[patch 043/140] mm/cma: manage the memory of the CMA area by using the ZONE_MOVABLE

akpm@xxxxxxxxxxxxxxxxxxxx · Tue, 10 Apr 2018 16:30:15 -0700

From: Joonsoo Kim <iamjoonsoo.kim@xxxxxxx>
Subject: mm/cma: manage the memory of the CMA area by using the ZONE_MOVABLE

Patch series "mm/cma: manage the memory of the CMA area by using the
ZONE_MOVABLE", v2.

0. History

This patchset is the follow-up of the discussion about the "Introduce
ZONE_CMA (v7)" [1].  Please reference it if more information is needed.
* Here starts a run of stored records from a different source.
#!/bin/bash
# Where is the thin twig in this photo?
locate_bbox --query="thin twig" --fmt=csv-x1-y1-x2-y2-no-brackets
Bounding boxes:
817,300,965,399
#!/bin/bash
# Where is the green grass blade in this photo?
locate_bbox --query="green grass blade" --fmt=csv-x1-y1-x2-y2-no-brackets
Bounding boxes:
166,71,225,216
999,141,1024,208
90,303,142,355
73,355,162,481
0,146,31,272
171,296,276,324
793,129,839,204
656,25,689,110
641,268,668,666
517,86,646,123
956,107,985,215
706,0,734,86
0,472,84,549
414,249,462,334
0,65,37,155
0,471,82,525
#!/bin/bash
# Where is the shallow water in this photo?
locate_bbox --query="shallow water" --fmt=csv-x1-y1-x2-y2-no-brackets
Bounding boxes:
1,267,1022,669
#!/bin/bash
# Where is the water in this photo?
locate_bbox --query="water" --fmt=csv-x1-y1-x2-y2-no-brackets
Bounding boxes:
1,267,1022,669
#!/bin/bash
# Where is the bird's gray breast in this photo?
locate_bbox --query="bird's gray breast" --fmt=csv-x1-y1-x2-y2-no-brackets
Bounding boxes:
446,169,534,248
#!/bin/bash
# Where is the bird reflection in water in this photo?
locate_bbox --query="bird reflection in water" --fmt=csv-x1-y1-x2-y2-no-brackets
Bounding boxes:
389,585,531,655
1. What does this patch do?

This patch changes the management way for the memory of the CMA area in
the MM subsystem.  Currently the memory of the CMA area is managed by the
zone where their pfn is belong to.  However, this approach has some
problems since MM subsystem doesn't have enough logic to handle the
situation that different characteristic memories are in a single zone.  To
solve this issue, this patch try to manage all the memory of the CMA area
by using the MOVABLE zone.  In MM subsystem's point of view,
characteristic of the memory on the MOVABLE zone and the memory of the CMA
area are the same.  So, managing the memory of the CMA area by using the
MOVABLE zone will not have any problem.

2. Motivation

There are some problems with current approach.  See following.  Although
these problem would not be inherent and it could be fixed without this
conception change, it requires many hooks addition in various code path
and it would be intrusive to core MM and would be really error-prone. 
Therefore, I try to solve them with this new approach.  Anyway, following
is the problems of the current implementation.

o CMA memory utilization

First, following is the freepage calculation logic in MM.
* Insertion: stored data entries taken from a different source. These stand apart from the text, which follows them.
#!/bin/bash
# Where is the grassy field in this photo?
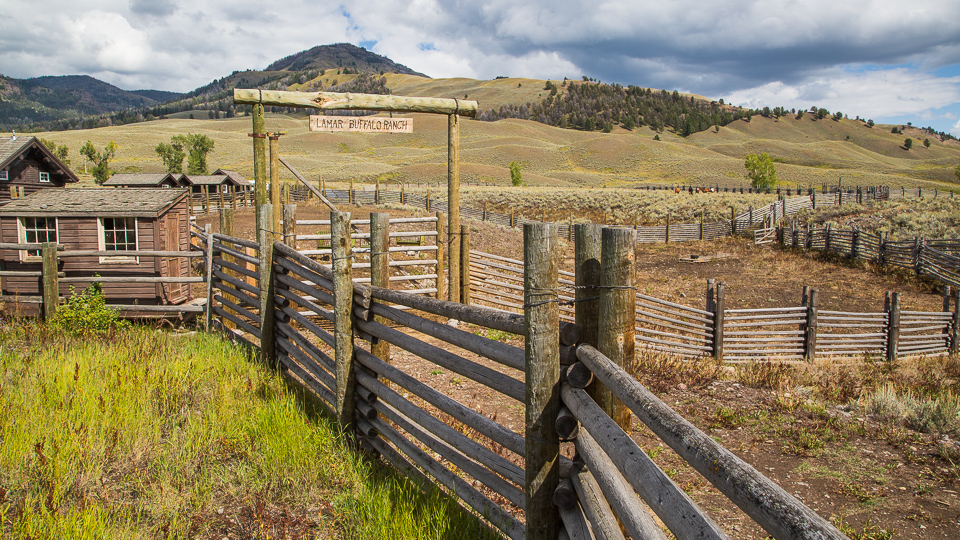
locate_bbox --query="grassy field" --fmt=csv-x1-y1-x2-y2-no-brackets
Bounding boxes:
23,74,960,192
0,322,496,539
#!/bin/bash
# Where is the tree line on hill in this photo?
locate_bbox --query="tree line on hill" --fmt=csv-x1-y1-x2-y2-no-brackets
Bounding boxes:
478,80,754,135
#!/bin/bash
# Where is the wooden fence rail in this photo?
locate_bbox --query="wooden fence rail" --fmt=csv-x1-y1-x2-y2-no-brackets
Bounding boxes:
194,219,854,539
780,224,960,291
469,249,959,363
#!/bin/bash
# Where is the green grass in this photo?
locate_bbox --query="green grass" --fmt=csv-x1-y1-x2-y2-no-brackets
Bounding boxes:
0,323,496,539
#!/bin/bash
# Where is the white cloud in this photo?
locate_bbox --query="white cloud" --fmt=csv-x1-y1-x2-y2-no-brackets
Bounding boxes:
726,67,960,120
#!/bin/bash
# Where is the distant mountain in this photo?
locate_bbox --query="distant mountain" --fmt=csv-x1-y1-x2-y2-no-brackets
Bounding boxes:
0,75,183,128
265,43,427,77
0,43,429,132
- For movable allocation: freepage = total freepage
- For unmovable allocation: freepage = total freepage - CMA freepage

Freepages on the CMA area is used after the normal freepages in the zone
where the memory of the CMA area is belong to are exhausted.  At that
moment that the number of the normal freepages is zero, so

- For movable allocation: freepage = total freepage = CMA freepage
- For unmovable allocation: freepage = 0

If unmovable allocation comes at this moment, allocation request would
fail to pass the watermark check and reclaim is started.  After reclaim,
there would exist the normal freepages so freepages on the CMA areas would
not be used.

FYI, there is another attempt [2] trying to solve this problem in lkml. 
And, as far as I know, Qualcomm also has out-of-tree solution for this
problem.

o useless reclaim

There is no logic to distinguish CMA pages in the reclaim path.  Hence,
CMA page is reclaimed even if the system just needs the page that can be
usable for the kernel allocation.

o atomic allocation failure

This is also related to the fallback allocation policy for the memory of
the CMA area.  Consider the situation that the number of the normal
freepages is *zero* since the bunch of the movable allocation requests
come.  Kswapd would not be woken up due to following freepage calculation
logic.

- For movable allocation: freepage = total freepage = CMA freepage

If atomic unmovable allocation request comes at this moment, it would
fails due to following logic.

- For unmovable allocation: freepage = total freepage - CMA freepage = 0

It was reported by Aneesh [3].

o useless compaction

Usual high-order allocation request is unmovable allocation request and it
cannot be served from the memory of the CMA area.  In compaction,
migration scanner try to migrate the page in the CMA area and make
high-order page there.  As mentioned above, it cannot be usable for the
unmovable allocation request so it's just waste.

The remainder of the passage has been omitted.